Monday, 21 March 2016

Feeling frustrated with myself

I get frustrated with my lack of skills.  I know I am developing new skills as part of my MA, but I repeatedly do not grasp the level of skills needed in order to do things well, soon enough.

It was suggested to me that I needed a website to publicise my work several months ago.  I dismissed this as "I'm not going to need one".  Since then I have decided I am not going to be a commercial artist (so I don't need a website), I don't have a big ego and thus need to publicise my work (so I don't need a website), actually I talk better than I make (so I don't need a website) ….. but I think I might enter my work in competitions that fit my practice….. so I need one ….. now!

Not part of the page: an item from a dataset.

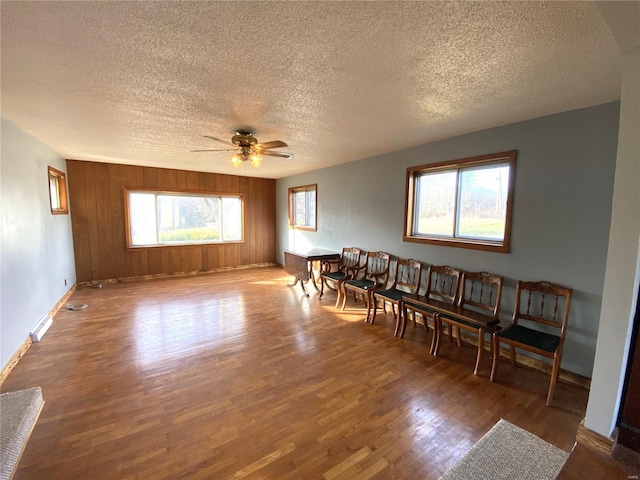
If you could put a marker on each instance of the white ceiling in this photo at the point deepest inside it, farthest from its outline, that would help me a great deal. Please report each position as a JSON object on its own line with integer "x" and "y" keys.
{"x": 142, "y": 82}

Gareth, a class colleague, showed me how to set up a simple website, and did the first actions for me.  Since then I have been on holiday for a week, and having returned, tried to edit the basic website.  I struggled so much.  None of my work is to a high enough standard.  My photos are poorly taken - wonky, badly staged, etc.  I just don't have an eye for detail.  I can't remember what Gareth showed me to set up the website.  And once I photograph my stitch work, when magnified, I can see all the details that are not quite perfect, that you don't see with normal eyesight.

Mrs Konieczny's crossword



Vanda sent me a competition entry for ALL, Art Language Location, a Cambridge based event requesting artworks to fit artist-selected locations for an art trail.  The theme is text. Closing date yesterday. My work fits perfectly, and the application form requests a website.  I just cannot get it set up in time.  I forced myself to submit an application, but I have to admit it is a poor attempt.  As a shortlister with a lot of experience, I would not shortlist it.

I have read articles about the poor applications that get submitted, and feel inadequate because I have fallen into most of the traps discussed.  But on my side, I have to say, some of the application forms are quite poor too.  Yesterday's form requested attachments, but the attachment symbol did not work.  It requested an artist statement, but no box to insert it.  The work description was limited to 200 characters.  Up to 6 photos were required, but work was not expected to be complete, or even started.

But most of all, if I had set up the website already, my problems would not have existed.

And since then, I have been looking critically at other people's websites, realising how much work goes into getting them set up, and the amount of professionalism that it takes to get things looking right.  As usual, it is not until I try to do it myself, that I have any idea how much skill it takes.